There’s a key difference with this one: it’s run by, and features, people who actually work in the public transport industry.
There are a lot of other good podcasts out there, but almost all of them feature advocates or academics.
I’m working my way through their episodes, but last week I listened to this one: The Dirty Details of Keeping Transit Clean.
It’s quite fascinating to hear about these issues from the perspective of the people who manage them. For instance (with some good humour) they pondered why some people feel the need to vandalise toilets, and noted the ways of trying to prevent or minimise such damage. Unfortunately this sometimes involves designing facilities to the same standard as used in prisons. (Sounds like the old Flinders Street Station toilets.)
They also talked about rubbish bins with solar power to compress the garbage. They noted the “BigBelly” brand, and said this reduced the need to empty the bins to a fifth the normal rate.
This got my attention, because I’d noticed the City of Melbourne is trialling these very same bins. There are several at the southern end of Elizabeth Street, and according to this article, several more in the Southbank area.

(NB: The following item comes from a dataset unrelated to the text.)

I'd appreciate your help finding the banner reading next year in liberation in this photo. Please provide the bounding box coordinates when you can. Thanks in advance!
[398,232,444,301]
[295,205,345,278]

Presumably because they’re in high-traffic locations, any food waste stored in them won’t be in there long enough to become a problem. These new bins have sensors to phone home when they’re nearly full, so they can be prioritised for emptying — something also being trialled in 50 older bins as well.
How well does this all work? I guess they’ll find out during the trial.
Alongside smart toilets like the now common Exeloo, this is clever stuff… though evidently not smart enough to prevent people stacking recyclable waste beside the bins.
And having written this blog post, I now feel like I know more about CBD garbage collection than I probably needed to know.